In 2013, Bicester Heritage acquired the airfield and, led by CEO and vintage car racer Dan Geoghegan, focused on redeveloping the technical area as a hub for the vintage car restoration movement, using restored buildings as sub-let workshops, offices and showrooms. In April this year, Bicester Heritage announced via the national media its plans to widen the scope of these activities. The Daily Telegraph reported, “The airfield will remain, albeit bisected by two new strips of tarmac. These will divide the existing perimeter road into ‘The Radial’, a highishspeed recreational driving circuit, and an access road connecting the existing Bicester Heritage with the rest of the site”. The article went on to describe the site as an automotive “experiential [sic] resort”, called Bicester Motion.

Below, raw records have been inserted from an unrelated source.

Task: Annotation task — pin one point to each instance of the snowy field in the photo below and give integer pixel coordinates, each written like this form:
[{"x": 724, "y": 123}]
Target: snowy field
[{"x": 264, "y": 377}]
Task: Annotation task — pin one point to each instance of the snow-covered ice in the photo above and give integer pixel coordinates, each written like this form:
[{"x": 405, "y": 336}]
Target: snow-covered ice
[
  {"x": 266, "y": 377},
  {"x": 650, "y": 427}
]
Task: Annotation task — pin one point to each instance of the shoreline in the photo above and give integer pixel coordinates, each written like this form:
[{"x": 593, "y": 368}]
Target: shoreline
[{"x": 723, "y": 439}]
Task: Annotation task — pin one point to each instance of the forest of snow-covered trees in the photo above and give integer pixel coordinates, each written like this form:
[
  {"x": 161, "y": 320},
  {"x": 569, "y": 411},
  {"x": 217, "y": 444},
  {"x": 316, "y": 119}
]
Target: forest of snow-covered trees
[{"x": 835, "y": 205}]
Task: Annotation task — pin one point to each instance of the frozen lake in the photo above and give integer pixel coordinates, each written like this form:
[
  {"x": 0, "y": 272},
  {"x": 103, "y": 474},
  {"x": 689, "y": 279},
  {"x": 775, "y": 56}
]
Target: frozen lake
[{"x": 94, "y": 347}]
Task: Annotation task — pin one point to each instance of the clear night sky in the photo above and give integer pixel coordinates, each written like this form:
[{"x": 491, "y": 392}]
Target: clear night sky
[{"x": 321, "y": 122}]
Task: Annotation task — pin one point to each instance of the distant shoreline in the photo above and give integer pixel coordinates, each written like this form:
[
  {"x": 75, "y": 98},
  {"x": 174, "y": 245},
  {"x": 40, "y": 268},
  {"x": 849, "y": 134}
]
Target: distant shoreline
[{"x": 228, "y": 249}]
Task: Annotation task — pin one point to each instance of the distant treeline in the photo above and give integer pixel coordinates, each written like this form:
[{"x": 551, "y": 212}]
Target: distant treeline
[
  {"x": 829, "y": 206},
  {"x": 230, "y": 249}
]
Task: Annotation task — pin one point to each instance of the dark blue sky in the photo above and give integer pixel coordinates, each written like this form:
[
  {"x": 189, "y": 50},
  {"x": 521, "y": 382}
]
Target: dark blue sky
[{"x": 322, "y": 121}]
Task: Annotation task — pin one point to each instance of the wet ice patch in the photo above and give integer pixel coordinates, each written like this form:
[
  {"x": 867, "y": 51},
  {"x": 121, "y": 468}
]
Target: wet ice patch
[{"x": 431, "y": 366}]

The most worrying implication of the proposal is that it bisects the airfield with two asphalt test tracks, ruining its unique nature and rendering a third of the airfield unusable for any form of fixed-wing flying. Not only that, but it was intended that these tracks be sunk by up to 3ft below the airfield surface in an attempt not to spoil the visual aspect. The safety implications for aircraft operations are obvious.
The positive news is that Geoghegan has subsequently engaged in dialogue with local aircraft operators. It is hoped that a suitable compromise can be achieved by moving the tracks closer to the existing airfield perimeter track and abandoning the idea of sinking them below the airfield. This would be a good, commonsense solution, allowing Bicester to retain its status as an outstanding location for both historic motoring and aviation.